A segunda: ando acossado pelos conteúdos de minha reflexão. Diante de um público resistente a mudanças, noto que devo ser criteriosíssimo com o que penso. Tenho que tomar todos os cuidados para não arranhar suscetibilidades dogmáticas. As âncoras doutrinárias e confessionais não podem ser içadas, elas precisam manter os navios institucionais em porto seguro. Impulsivamente tentei convidar alguns amigos e parceiros a navegarem nas águas tumultuadas do oceano das perguntas e das dúvidas, mas fui escanteado, exilado, xingado, rotulado. “Não se deve falar tudo o que pensa”, sugeriram. “Cuidado para não ser inconveniente”, exortaram. “Vá com calma”, avisaram.
A pior censura é a auto imposta, a que nasce do medo, da paranóia. Assusto-me quando tento equilibrar-me nessa corda, na balança entre o tato e a falsidade. Será que o receio de não me expor me tornará anódino, inodoro, insípido? Será que fiquei com medo das hienas que tentam se antecipar ao meu fim e já sabem como atacar?

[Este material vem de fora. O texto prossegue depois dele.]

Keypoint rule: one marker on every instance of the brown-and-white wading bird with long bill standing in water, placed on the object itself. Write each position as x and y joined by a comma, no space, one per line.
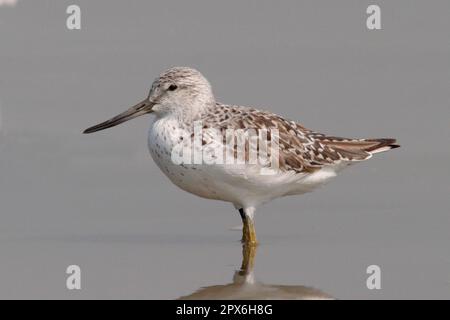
181,98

Hesito. Suspeito escrever sob o olhar antipático de gente que, de antemão, não gosta do que vai ler. Mas, ir ao teclado e não vazar o espírito me tornaria semelhante ao pianista que não pode tocar. A dor de não tocar dói mais que a artrite que lhe entorta os dedos. Restam-me duas, apenas duas, opções: parar de escrever e aprender a empinar pipa – que seria um suicídio lento - ou continuar, sabendo que as críticas não arrefecerão.
Quando caminho pelos porões de minha alma, faço mea culpa. Quando subo aos sótãos, celebro eventos maravilhosos; lugares e pessoas que tornaram a minha vida bonita. Lembro que Rubem Alves escreveu certa vez que a “saudade é o bolso onde a alma guarda o que provou e aprovou”. Gosto de remexer os bolsos, de ruminar o que saboreei, de trazer à memória o que me ainda pode dar esperança. Nesses passeios, dores antigas têm chance de serem curadas.

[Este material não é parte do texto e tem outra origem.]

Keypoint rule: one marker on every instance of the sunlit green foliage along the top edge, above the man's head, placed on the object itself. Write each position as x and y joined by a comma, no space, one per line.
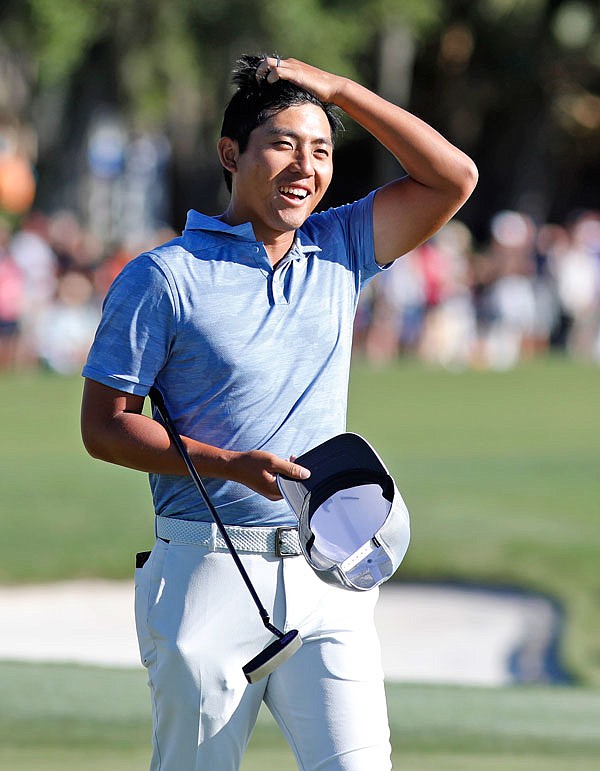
157,46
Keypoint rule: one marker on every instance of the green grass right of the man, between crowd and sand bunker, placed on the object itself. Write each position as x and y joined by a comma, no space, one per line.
500,473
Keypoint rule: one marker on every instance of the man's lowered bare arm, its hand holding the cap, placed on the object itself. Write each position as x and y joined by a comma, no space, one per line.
114,429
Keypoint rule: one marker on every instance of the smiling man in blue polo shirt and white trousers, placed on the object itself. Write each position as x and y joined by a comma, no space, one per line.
245,324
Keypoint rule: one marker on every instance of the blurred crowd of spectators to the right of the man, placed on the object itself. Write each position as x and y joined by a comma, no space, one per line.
455,304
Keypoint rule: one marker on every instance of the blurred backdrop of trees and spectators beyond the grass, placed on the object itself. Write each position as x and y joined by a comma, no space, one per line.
110,112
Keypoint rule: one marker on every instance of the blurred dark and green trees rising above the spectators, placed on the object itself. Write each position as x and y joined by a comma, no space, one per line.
513,82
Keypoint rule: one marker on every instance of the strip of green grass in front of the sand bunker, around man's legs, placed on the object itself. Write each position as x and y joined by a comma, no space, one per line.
90,719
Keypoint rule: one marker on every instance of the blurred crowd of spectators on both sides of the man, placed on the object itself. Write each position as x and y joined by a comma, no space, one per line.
450,302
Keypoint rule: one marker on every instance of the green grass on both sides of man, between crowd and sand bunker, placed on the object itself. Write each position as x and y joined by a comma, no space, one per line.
499,470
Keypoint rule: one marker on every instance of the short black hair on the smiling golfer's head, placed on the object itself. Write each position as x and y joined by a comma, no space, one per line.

Tecer reminiscências não é sentimentalismo, apenas o meu esforço de não permitir que o tempo desbote as fotografias, outrora coloridas, da infância. Não abro mão, esta geração dura e fria não vai impedir que eu retorne ao passado em busca do tempo perdido.
Quero escrever sobre questões teológicas que me intrigam, mas logo me corrijo: “Não faça isso, Ricardo, não vá se queimar à toa”. Se não posso esticar conceitos, se é perigoso questionar dogmas, crenças, superstições, então vou copiar receita de bolo -como faziam os jornais nos dias da ditadura. Miguel de Unamuno afirmava: “Saber por saber! A verdade pela verdade! Isso não é humano!”. Não ouso provocar por leviandade. Ao suscitar perguntas, mesmo sem resposta, busco confrontar crenças que considero pueris e desalojar credos que me afastam do drama humano. Sem pretender resolver os mistérios da Divindade, da Eternidade e do Sobrenatural, espero encontrar um fiapo de nexo naquilo que o coração intui. Fazer teologia se transformou no exercício de aprender a chorar com os que choram, de celebrar com os que triunfam e de nutrir esperança ao lado dos que lutam.
Morrerei se deixar que emperrem o minadouro de minha criatividade. Serei pássaro engaiolado, caso me acovarde nos labirintos do saber. Quero satisfazer-me com a beleza, com a dignidade, com o que for louvável, venha de onde vier. Sofrerei com menos tormento a trágica sina de viver, caso encontre a casa do bem, o templo do amor e a sala da amizade.
Convertido ao fundamentalismo desde a juventude, escrevo para reconciliar-me com todos os homens e todas as mulheres de bem que, independente de recitarem o mesmo catecismo, trabalham por um mundo melhor.
Consciente de meus pecados, inadequações e imaturidades, desejo crescer em minha Ricardice. Entendo que os meus maiores inimigos moram dentro de mim. Mas sei também que a possibilidade de humanizar-me depende da capacidade de reconhecer a beleza do meu interior. Se demônios me aterrorizam com vícios, anjos me incentivam com virtude. E nessa maré, que sobe e desce, avanço rumo à vocação de ficar parecido com o Nazareno.